Summary:
1. Project-based delivery models will be crucial for new builds and upgrades in 2026 due to the rapid evolution of the data centre industry driven by AI demand.
2. Flexible labour models, diversity initiatives, and regional growth zones will reshape the data centre landscape by 2026.
3. Retrofitting legacy data centres will be a key focus in 2026 to meet the increasing AI demand and ensure long-term adaptability.
Article:
In the fast-paced world of data centres, the year 2026 is set to bring about significant changes and challenges. Claire Keelan, Managing Director UK at Onnec, highlights the shift towards project-based delivery models as the backbone of new builds and upgrades. The traditional staffing methods are struggling to keep up with the pace and complexity of AI-led demand, making adaptability and innovation key priorities for operators.
As AI workloads continue to accelerate, data centre operators are facing mounting pressure to scale capacity while dealing with skills shortages, infrastructure limitations, and heightened expectations for resilience.

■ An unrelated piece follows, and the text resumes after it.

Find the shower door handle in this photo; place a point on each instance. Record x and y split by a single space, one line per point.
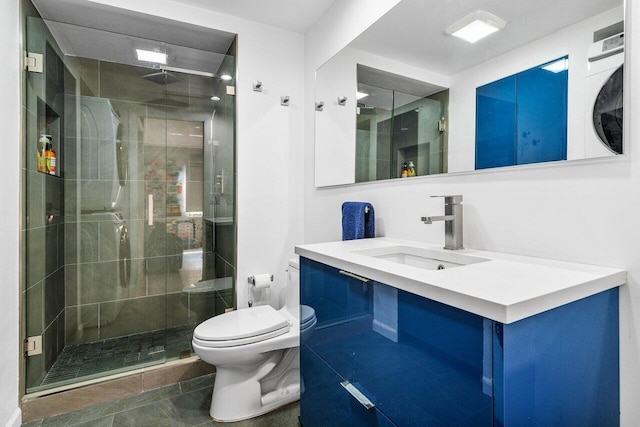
150 209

What may have worked in the past is no longer sufficient, prompting the industry to rethink its delivery models, workforce strategies, and site design assumptions.

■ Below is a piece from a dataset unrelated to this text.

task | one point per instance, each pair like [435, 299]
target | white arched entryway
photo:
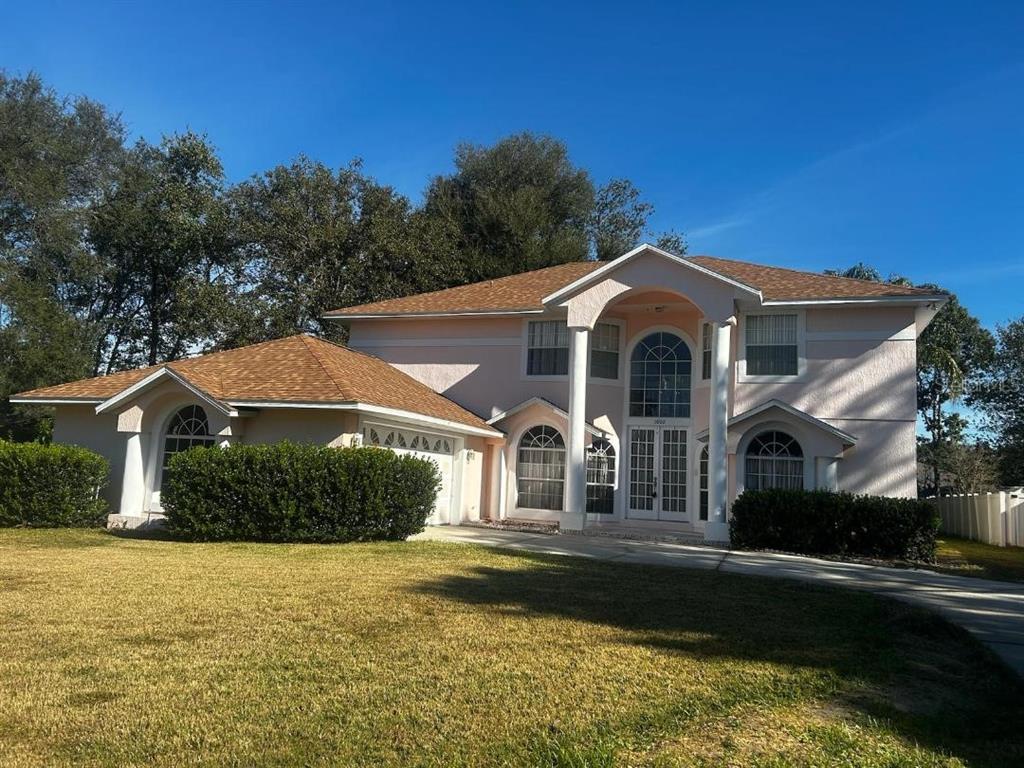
[657, 426]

One of the major transformations expected in 2026 is the reliance on flexible labour models to support new data centre projects. Traditional staffing is unable to scale at the speed required by AI demands, leading to the rise of flexible, crowdsourced, project-based teams filling crucial gaps in design, construction, and operations. This shift emphasizes the redeployment of expertise rather than its replacement, with clear standards and frameworks ensuring high-quality outcomes at scale.
Moreover, the industry is poised to prioritize diversity as a strategic imperative rather than a social goal in 2026. With women accounting for less than 8% of the current data centre workforce, targeted recruitment, retraining programs, and mentorship networks will aim to bring more women into engineering, safety, and leadership roles. Diversity will be recognized as a business resilience issue, essential for leveraging the full potential of the workforce to meet AI demands effectively.
Regional ‘AI growth zones’ are expected to emerge as new capacity hubs in 2026, with locations like Manchester, South Wales, and Scotland gaining momentum due to factors such as lower land costs, renewable energy access, and academic partnerships. This regional diversification will enhance power balance and resilience against local constraints, signaling a shift towards a distributed and collaborative data centre landscape.
In response to the pressing need for upgraded infrastructure, operators will focus on retrofitting legacy data centres in 2026 to meet the surging AI demand. While power and cooling present complex challenges, cabling and network capacity are identified as critical bottlenecks. Operators will invest in high-grade structured systems early on to support modular expansion and long-term flexibility, setting a new standard for responsible and future-proof design.
Looking ahead to 2026, the data centre sector will be defined by its ability to evolve intelligently in the face of rapid AI-driven changes. Operators that embrace this structural reset and prioritize adaptability over simple scaling challenges will lead the industry. As data centres become vital national infrastructure for an AI-driven economy, resilience will be as crucial as performance, shaping the future of the sector. The question in 2026 is not who can grow the fastest, but who can keep up with the evolving rules of the game.